These types of software aren’t new; many other companies make prototyping tools and whiteboarding platforms. But part of what’s made Figma so competitive in that space is its simplicity: it’s easy to run and intuitive to use.
Incidentally, that’s a big part of the Chromebook’s appeal as well, especially in the education space: it’s cheap; it takes a second to boot up; it’s simple to use; and it’s largely cloud-based. Such a partnership seems like a no-brainer in some ways, and Figma CEO Dylan Field certainly agrees. “We actually built Figma with Chromebooks in mind from the start. Back in 2015– 2016 we were testing our tools with Chromebooks,” he says.

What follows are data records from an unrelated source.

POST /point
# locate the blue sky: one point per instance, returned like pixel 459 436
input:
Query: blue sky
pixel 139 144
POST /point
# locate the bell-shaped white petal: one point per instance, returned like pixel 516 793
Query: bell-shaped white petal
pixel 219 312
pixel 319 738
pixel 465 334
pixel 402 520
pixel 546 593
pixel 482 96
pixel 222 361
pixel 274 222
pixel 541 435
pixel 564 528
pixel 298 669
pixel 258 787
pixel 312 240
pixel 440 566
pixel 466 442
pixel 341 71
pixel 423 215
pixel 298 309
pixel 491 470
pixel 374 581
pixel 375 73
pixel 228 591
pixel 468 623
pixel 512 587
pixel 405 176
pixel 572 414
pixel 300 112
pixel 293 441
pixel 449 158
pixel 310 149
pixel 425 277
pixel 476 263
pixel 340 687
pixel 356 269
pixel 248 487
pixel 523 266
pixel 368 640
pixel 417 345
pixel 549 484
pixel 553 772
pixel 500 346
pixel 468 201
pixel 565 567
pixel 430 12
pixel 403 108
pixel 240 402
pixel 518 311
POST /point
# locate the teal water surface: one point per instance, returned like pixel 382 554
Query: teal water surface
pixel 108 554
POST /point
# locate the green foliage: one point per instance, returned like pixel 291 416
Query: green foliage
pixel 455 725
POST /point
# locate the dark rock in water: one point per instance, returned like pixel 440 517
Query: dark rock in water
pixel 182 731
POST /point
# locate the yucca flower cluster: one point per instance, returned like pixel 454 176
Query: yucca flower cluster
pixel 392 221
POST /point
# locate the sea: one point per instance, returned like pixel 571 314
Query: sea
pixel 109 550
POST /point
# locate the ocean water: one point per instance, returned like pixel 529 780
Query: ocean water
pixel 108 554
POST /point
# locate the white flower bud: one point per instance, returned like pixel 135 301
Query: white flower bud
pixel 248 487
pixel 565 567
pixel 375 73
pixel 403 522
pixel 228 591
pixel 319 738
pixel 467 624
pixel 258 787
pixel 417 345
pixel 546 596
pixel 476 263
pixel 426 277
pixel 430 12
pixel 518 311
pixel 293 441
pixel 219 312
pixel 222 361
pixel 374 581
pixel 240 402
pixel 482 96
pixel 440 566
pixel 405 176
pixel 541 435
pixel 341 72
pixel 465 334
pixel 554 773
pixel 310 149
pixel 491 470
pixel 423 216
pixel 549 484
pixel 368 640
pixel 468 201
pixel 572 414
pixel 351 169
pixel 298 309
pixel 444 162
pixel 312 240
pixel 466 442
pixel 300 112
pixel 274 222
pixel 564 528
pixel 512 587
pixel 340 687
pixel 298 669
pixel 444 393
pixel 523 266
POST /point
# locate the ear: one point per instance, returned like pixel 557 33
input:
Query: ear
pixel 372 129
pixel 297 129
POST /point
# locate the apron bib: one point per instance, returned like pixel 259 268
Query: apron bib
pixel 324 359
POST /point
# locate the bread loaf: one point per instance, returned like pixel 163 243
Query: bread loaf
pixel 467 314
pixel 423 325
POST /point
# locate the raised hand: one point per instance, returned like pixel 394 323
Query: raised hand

Chromebooks have come a long way in the past few years, with fancier features and nicer hardware. But the power of the software you can get as a Chrome OS fan still doesn’t stack up to the offerings of the Windows ecosystem in every case. Creative work is one of these areas. The Adobe Creative Cloud, for example, is only available for Chrome OS in limited mobile forms (and even these lightweight apps often run slow, speaking from quite a bit of experience). The version Adobe XD, Adobe’s closest competitor to Figma that you can get on Chrome OS, is limited compared to the desktop version. Student Chromebooks running state of the art design software that’s optimized for them, on a wide scale, would be a good sign for the platform and a good sign for students.